A tous ces revers s'ajoute la perspective d'une rentrée peu réjouissante, les syndicats ayant annoncé qu'ils reprenaient dès ce mois-ci leur campagne contre la loi Travail, pourtant dûment adoptée par le Parlement. Comme s'il allait devoir payer, par des nuisances qui finiront par lasser l'opinion, les dividendes d'une réforme qui inspire aversion et ressentiment sans apporter pour autant la perspective d'une sensible réduction du chômage. Tout ce que l'on peut remarquer aujourd'hui au sujet du président, c'est l'épaisseur d'une carapace qui lui permet encore de supporter avanies et coups du sort avec une remarquable équanimité.

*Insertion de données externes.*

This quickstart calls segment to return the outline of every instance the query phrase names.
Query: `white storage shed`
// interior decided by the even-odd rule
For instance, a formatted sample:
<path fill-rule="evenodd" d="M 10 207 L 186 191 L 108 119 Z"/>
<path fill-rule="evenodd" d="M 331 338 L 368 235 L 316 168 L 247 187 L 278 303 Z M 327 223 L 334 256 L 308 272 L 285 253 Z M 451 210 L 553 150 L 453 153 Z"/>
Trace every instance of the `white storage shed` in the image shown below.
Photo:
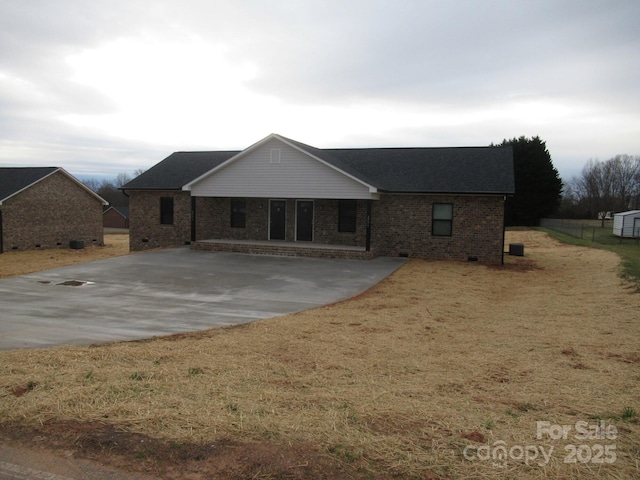
<path fill-rule="evenodd" d="M 613 234 L 619 237 L 640 237 L 640 210 L 616 213 Z"/>

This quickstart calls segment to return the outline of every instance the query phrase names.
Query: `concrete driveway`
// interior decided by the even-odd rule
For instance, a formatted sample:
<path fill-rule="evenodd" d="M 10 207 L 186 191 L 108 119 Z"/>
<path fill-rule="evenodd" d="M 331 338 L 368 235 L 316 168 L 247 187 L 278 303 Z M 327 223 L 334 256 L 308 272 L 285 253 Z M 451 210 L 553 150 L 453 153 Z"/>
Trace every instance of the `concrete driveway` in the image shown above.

Tout au plus aurait-il laissé échapper un soupir de rancœur, en disant à ses proches (selon « le Monde ») que M. Macron l'avait « trahi avec méthode ». Ses amis et partisans ont fait chorus, de Julien Dray, qui estime que M. Macron a été enivré par les sirènes du pouvoir, à Manuel Valls qui pense que l'on « ne s'improvise pas candidat », même si, cette année, l'annonce d'une candidature est l'exercice le plus improvisé et fréquent qui soit.
Les mêmes tendent à minimiser l'impact d'une candidature Macron car il leur faut bien exprimer un peu d'optimisme sur l'avenir politique de M. Hollande. C'est de bonne guerre, mais pas forcément crédible. Ce Macron est un chien dans un jeu de quilles et il ne se souciera guère, s'il poursuit son entreprise jusqu'à son terme, de celles qu'il fera tomber. On en est encore, au PS, à relativiser le bilan de M. Macron (en quatre ans, le président a « consommé » quatre ministres de l'Economie). Bilan qui, effectivement, se limite à quelques progrès modestes en matière de déverrouillage de l'économie. N'oublions pas cependant que la ferveur réformiste de M. Macron lui a valu d'être privé du grand projet de rénovation qu'il entendait présenter et qui, en définitive, a été confié à Myriam El Khomri sous la forme infiniment plus simple et tout aussi explosive d'une loi Travail. Emmanuel Macron a sans doute trahi son maître, il a sans doute « tué le père », mais il ne l'a fait qu'après quelques renoncements significatifs de l'Elysée et les humiliations que lui a fait subir le Premier ministre.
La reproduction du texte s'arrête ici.